Delta Restoration Services in Bayou La Batre
For water damage, Bayou La Batre turns to Delta Restoration Services® Eastern Gulf States. We are a full-service property restoration firm. Our staff and rapid response crews are on-call 24 hours per day, 7 days per week, ready to be dispatched at a moments notice to Bayou La Batre and anywhere within our two-hour guaranteed response service area.
We are highly trained and certified in mitigation, remediation, restoration and reconstruction. We are also intimately familiar with the insurance industry and will work closely with all insurance carriers to ensure that a reasonable and fair settlement is reached and that the process is as smooth and efficient as possible.
Facts about Bayou La Batre
Bayou La Batre was the first permanent settlement on the south Mobile County mainland and was founded in 1786, when French-born Joseph Bouzage (Bosarge) [1733-1795] was awarded a 1,259-acre (509 ha) Spanish land grant on the West Bank of the bayou (see history below). The modern City of Bayou La Batre was incorporated in 1955.
Bayou La Batre was featured in the 1994 film Forrest Gump and the book upon which it is based. In April 2005, Disney Studios launched a secretly built pirate ship, the Black Pearl, out of Bayou La Batre for filming sequels to Pirates of the Caribbean: The Curse of the Black Pearl. Bayou La Batre's seafood industry also serves as a centerpiece for the History channel's reality documentary series Big Shrimpin'.
On August 29, 2005, the area was devastated by Hurricane Katrina, which produced the largest storm surge ever recorded in the area, reaching nearly 16 ft (5 m) and pushing many shrimp boats and the cargo ship M/V Caribbean Clipper onto shore.
On August 29, 2005, the area was devastated by Hurricane Katrina, with a local storm surge of nearly 16-foot (5 m) and higher waves that engulfed Bayou La Batre and pushed over 23 shrimp boats and the cargo ship M/V Caribbean Clipper onto shore. The captain rode out Katrina on the 179-foot (55 m) cargo ship, owned by Caribbean Shipping Inc., and the ship was returned to sea six months later, using a large crane.
Students from the Alba Middle School documented the destruction through a series of photos that were exhibited at various venues in Alabama and the Chicago, Illinois region. Some of these were published in a book titled Eyes of the Storm: A Community Survives after Katrina (ISBN 978-0-9789362-0-4).

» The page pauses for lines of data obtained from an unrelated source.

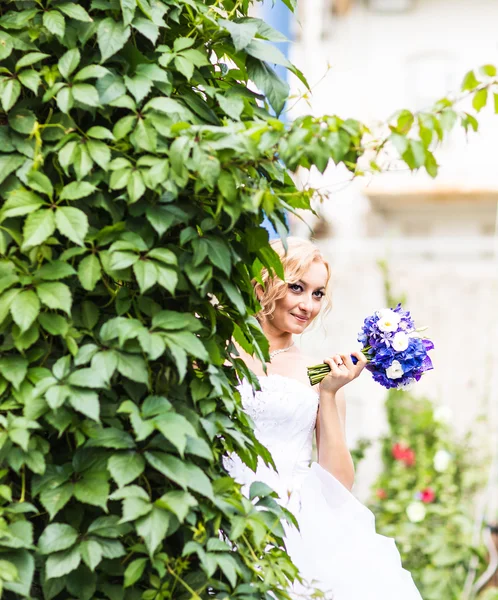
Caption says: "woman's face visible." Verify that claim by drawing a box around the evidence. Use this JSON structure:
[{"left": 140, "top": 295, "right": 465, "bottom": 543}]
[{"left": 270, "top": 261, "right": 328, "bottom": 334}]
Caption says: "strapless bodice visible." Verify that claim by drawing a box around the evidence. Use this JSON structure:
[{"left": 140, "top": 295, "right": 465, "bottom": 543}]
[{"left": 226, "top": 374, "right": 318, "bottom": 492}]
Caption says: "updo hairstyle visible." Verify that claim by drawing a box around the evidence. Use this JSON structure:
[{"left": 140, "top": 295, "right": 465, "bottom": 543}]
[{"left": 253, "top": 237, "right": 331, "bottom": 321}]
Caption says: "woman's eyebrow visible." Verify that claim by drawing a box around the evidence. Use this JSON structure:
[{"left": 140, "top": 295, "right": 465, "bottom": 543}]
[{"left": 296, "top": 279, "right": 325, "bottom": 292}]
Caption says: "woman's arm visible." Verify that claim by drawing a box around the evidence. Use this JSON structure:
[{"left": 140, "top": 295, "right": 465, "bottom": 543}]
[{"left": 316, "top": 390, "right": 354, "bottom": 490}]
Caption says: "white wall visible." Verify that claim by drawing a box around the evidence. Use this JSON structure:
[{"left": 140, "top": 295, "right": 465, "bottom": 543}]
[{"left": 291, "top": 0, "right": 498, "bottom": 496}]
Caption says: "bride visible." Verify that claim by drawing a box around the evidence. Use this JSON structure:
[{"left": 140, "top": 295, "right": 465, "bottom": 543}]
[{"left": 226, "top": 237, "right": 421, "bottom": 600}]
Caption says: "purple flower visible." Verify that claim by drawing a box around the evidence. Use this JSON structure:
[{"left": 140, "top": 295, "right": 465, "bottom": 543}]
[{"left": 354, "top": 304, "right": 434, "bottom": 389}]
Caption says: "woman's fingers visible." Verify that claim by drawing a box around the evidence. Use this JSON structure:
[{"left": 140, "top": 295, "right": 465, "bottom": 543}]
[
  {"left": 351, "top": 350, "right": 368, "bottom": 376},
  {"left": 323, "top": 356, "right": 340, "bottom": 375}
]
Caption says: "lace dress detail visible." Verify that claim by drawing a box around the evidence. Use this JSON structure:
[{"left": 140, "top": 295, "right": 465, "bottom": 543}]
[{"left": 224, "top": 374, "right": 422, "bottom": 600}]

In October 2005, seven weeks after Hurricane Katrina, Bayou La Batre was adopted by the City of Santa Monica, California (see: "Santa Monica Pier") to assist in clean-up activities. The Santa Monica City Council approved loaning Bayou La Batre 18 vehicles, including six pickups, two trucks with large cranes, utility vehicles with smaller cranes, a dump truck, street sweepers, a riding lawnmower, and six chainsaws. The equipment was used to help remove debris and fishing boats from downtown; however, the larger shrimp boats that were washed into the surrounding woods by the flood waters remain there today.